Los discípulos de Jesús a través de los siglos se han dedicado a atender y ayudar a los enfermos. Múltiples centros sanitarios y hospitales se han fundado en Su nombre. Muchos avances de la medicina, como por ejemplo el descubrimiento de las vacunas, han sido hechos por seguidores suyos. Edward Jenner, padre de la vacunación, quien inventó la vacuna contra la viruela, la cual salvó millones de vidas, dijo lo siguiente: “No me sorprende que las personas no sean agradecidas hacia mí; pero lo que me sorprende es que no sean agradecidos hacia Dios por el bien del cual Él me ha hecho un instrumento de transmisión a mis semejantes». 1

A pesar de nuestra arrogancia humana, Dios sigue mostrando Su buena voluntad hacia los hombres cuando permite que se hagan avances en la medicina por el bien de la humanidad. 

La explicación bíblica sobre el origen del sufrimiento y el papel de Jesucristo.

La Biblia nos enseña que cuando Dios creó el mundo vio que todo era muy bueno, y en ese mundo bueno no había enfermedad ni muerte. Ese no es el mundo en el que vivimos actualmente. Vemos aún indicios de esa maravillosa creación original pero ya NO todo es bueno. Lo que se nos dice en la Biblia es que este mundo en el que nos ha tocado vivir, es el resultado de que la humanidad se haya rebelado contra el gobierno de un Dios bueno y sabio. Y al hacer eso, lo que hizo el ser humano fue cambiar de gobernante, porque el ser humano al ceder al orgullo y rebeldía contra Dios lo que hizo fue alejarse de la luz y aliarse con las tinieblas, siendo Satanás ahora mismo la mayor influencia en este mundo. Jesús mismo lo definió como “el príncipe de este mundo” (Juan 12:31) a quien Él derrotaría por medio de Su muerte y resurrección. 
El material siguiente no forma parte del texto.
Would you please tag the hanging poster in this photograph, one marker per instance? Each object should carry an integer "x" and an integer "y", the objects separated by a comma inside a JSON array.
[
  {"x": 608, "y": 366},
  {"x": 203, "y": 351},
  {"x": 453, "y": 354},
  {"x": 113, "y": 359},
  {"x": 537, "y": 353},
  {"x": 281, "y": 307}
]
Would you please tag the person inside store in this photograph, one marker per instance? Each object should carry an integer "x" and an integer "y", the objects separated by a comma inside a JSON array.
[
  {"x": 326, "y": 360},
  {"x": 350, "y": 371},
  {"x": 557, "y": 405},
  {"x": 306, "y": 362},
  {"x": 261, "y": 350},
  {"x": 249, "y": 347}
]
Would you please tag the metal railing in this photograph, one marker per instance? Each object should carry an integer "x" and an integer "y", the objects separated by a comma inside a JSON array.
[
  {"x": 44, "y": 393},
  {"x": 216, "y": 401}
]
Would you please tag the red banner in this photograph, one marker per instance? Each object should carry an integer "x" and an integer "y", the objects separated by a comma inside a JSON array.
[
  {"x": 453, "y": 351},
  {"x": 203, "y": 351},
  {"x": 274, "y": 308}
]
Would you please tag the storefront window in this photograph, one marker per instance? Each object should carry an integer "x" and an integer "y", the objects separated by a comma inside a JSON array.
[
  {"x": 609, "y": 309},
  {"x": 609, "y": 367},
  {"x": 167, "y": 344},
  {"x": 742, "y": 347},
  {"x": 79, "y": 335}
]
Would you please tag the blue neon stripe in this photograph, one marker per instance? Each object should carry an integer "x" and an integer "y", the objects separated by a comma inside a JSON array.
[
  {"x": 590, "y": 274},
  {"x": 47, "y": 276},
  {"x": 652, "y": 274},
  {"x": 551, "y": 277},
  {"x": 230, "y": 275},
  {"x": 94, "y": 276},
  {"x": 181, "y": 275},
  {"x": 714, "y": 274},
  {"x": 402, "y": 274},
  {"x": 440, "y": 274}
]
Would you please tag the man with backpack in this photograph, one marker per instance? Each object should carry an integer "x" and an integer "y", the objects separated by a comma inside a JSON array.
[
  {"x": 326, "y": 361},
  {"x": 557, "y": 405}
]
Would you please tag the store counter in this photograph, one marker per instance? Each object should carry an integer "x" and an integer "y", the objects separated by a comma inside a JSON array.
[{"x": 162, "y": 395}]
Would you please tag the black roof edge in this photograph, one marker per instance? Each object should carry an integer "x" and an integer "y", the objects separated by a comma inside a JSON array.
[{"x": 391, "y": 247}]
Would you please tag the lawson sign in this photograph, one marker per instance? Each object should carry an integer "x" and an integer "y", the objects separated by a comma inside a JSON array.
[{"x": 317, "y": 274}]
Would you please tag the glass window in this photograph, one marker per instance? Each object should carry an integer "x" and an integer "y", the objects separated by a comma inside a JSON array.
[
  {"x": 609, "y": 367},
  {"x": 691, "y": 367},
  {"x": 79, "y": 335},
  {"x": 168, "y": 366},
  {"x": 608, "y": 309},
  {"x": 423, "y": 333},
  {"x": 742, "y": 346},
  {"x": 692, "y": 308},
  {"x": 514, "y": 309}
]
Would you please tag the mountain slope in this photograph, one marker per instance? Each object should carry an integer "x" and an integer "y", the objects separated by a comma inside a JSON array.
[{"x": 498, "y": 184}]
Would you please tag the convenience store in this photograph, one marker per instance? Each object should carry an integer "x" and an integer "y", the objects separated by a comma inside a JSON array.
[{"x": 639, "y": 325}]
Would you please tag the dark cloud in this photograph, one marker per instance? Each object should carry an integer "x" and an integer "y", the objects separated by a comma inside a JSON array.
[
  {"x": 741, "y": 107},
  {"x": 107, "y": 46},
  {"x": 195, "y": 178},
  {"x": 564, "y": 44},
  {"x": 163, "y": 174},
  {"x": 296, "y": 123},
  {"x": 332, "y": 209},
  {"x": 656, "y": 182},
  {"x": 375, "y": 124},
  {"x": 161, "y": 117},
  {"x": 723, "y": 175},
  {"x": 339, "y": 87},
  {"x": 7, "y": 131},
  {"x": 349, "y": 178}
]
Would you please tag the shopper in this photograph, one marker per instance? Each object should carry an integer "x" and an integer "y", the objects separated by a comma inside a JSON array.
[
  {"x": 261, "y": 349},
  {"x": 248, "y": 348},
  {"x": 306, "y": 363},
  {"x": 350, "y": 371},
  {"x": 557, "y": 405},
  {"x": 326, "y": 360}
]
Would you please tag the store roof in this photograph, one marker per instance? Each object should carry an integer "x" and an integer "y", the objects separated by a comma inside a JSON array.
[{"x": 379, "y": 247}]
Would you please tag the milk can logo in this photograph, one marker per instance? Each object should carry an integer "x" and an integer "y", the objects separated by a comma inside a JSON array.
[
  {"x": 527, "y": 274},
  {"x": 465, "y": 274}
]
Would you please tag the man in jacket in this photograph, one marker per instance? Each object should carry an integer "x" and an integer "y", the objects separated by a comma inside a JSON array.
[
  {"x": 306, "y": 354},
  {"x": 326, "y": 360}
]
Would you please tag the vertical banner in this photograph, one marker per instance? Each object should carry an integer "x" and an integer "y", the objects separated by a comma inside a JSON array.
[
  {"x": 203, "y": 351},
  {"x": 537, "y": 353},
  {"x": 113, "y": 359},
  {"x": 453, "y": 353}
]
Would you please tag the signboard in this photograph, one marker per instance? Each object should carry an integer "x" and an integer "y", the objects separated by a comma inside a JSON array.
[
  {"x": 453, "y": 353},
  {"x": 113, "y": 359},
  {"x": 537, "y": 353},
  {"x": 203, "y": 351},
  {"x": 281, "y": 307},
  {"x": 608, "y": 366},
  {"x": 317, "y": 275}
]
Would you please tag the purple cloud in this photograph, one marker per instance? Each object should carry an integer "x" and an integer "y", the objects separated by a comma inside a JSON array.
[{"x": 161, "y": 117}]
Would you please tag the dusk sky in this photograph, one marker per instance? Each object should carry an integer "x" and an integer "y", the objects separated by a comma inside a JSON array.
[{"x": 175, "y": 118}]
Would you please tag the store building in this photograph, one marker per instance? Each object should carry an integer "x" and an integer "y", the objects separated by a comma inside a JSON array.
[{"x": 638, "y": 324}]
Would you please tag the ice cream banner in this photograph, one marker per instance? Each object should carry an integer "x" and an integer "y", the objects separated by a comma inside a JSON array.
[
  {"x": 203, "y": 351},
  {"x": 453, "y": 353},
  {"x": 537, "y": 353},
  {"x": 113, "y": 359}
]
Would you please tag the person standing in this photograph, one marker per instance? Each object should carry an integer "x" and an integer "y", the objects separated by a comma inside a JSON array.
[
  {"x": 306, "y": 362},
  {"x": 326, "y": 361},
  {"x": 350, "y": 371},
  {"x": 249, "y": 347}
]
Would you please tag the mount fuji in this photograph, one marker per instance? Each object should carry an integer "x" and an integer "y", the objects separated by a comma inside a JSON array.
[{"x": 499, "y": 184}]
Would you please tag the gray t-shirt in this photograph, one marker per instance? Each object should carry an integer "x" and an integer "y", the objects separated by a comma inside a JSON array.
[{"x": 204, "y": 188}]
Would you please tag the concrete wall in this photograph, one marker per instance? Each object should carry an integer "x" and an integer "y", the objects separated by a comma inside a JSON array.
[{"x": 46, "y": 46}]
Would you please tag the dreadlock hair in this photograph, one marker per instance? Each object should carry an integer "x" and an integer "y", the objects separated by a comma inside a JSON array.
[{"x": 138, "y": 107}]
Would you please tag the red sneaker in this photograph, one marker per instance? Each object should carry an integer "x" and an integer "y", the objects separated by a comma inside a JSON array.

Lo que la Biblia enseña es que este mundo en el que vivimos lleno de maldad y sufrimiento no es el diseño original de Dios sino el fruto de vivir en rebeldía contra Dios, bajo el engaño de Satanás. 
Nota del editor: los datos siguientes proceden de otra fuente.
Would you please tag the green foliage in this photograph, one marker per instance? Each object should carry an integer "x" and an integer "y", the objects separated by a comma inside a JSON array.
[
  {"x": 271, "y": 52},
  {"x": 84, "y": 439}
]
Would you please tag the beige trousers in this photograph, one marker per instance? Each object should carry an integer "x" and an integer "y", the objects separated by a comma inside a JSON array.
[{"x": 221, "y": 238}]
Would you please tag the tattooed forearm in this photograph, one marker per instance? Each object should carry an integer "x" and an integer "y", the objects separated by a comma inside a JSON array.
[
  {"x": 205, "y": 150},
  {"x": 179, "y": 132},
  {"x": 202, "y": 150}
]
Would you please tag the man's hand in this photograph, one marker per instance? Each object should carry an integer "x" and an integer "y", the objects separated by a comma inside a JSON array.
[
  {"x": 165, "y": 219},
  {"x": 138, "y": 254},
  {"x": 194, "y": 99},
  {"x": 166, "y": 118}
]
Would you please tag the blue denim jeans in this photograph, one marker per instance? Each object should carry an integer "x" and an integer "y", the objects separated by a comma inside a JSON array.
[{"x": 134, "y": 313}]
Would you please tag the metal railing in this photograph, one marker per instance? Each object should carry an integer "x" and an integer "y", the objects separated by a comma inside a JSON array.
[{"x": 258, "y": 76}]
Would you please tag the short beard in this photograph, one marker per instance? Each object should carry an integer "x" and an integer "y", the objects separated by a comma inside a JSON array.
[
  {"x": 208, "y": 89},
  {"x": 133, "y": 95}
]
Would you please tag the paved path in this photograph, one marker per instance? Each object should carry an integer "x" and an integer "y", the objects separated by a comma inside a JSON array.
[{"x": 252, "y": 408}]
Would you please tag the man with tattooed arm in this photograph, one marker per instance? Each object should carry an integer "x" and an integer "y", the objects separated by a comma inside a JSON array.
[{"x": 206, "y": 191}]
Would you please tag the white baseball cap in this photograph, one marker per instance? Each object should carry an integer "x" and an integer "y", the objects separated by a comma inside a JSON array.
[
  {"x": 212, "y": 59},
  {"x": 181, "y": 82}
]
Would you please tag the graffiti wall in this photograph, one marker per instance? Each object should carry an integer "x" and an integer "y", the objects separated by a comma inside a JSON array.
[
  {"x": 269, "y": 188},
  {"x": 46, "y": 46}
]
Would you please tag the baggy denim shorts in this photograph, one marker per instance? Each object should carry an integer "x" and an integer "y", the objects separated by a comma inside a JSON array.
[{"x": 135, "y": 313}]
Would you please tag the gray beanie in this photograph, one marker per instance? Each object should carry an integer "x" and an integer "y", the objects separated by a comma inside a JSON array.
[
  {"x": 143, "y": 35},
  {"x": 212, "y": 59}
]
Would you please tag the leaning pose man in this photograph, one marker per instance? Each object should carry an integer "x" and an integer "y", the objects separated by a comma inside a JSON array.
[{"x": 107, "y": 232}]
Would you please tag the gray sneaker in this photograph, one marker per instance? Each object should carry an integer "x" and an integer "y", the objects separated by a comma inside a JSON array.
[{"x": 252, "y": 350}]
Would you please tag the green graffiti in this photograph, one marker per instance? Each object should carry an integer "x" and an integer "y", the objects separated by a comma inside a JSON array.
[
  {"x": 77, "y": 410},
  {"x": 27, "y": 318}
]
Y para arreglar eso mismo fue para lo que vino Cristo, para deshacer las obras del diablo (1 Juan 3:8). Esas obras incluyen la enfermedad, la maldad, el robo, la corrupción y todo tipo de sufrimiento. Y por eso cuando estuvo en la tierra decía “el reino de los cielos se ha acercado” y a su paso sanaba enfermos y liberaba a la gente de tormentos demoníacos y dolores de años, con lo que demostraba en qué consiste ser gobernado por el cielo. 
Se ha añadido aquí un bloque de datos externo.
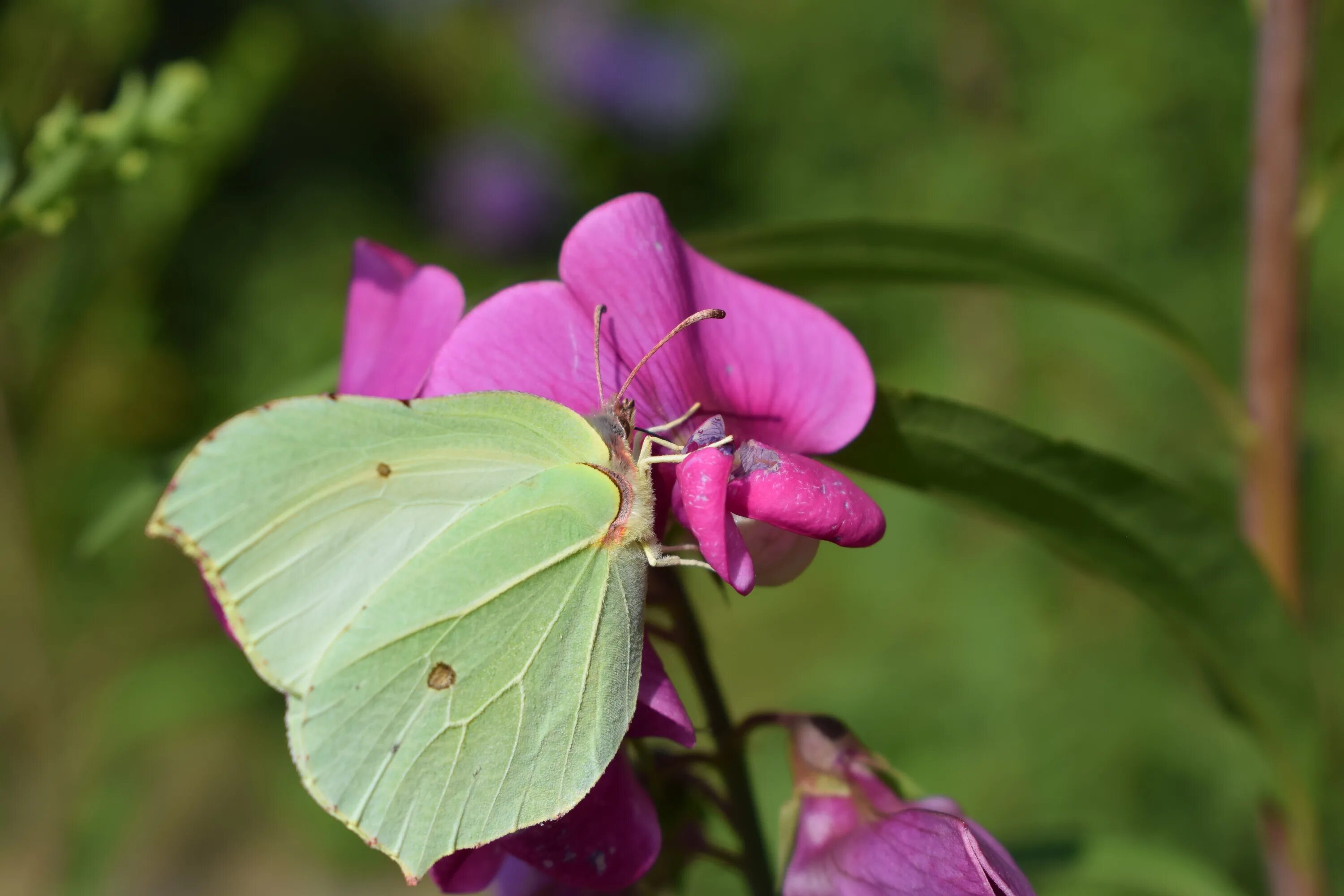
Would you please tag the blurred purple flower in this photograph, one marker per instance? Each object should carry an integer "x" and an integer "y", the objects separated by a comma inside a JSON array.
[
  {"x": 495, "y": 191},
  {"x": 780, "y": 375},
  {"x": 857, "y": 837},
  {"x": 655, "y": 80}
]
La obra de Jesús como Libertador de este mundo no terminó completamente hace 2000 años. Ese fue solo el comienzo, cuando vino para redimirnos del pecado, trayendo liberación sobre aquello que originó el problema originalmente. De esta manera todo aquel que confía en Jesús, tiene a su disposición la liberación interior, liberación de la corrupción del corazón y perdón y restauración de la comunión y amistad con Dios, la cual permite que Dios mismo por medio de Su Espíritu pueda traer la luz del amor a cada corazón que se deja gobernar por Jesucristo, quien trae vida en abundancia, saciedad en Dios de las necesidades profundas que cada ser humano tiene (Ej: amor, aprobación, aceptación, seguridad, protección, cuidado, importancia, etc), permitiendo que el valor y diseño original de Dios para cada ser humano pueda ser restaurado y cumplido plenamente en un plano de vida que va más allá de lo natural, que es sobrenatural y eterno. 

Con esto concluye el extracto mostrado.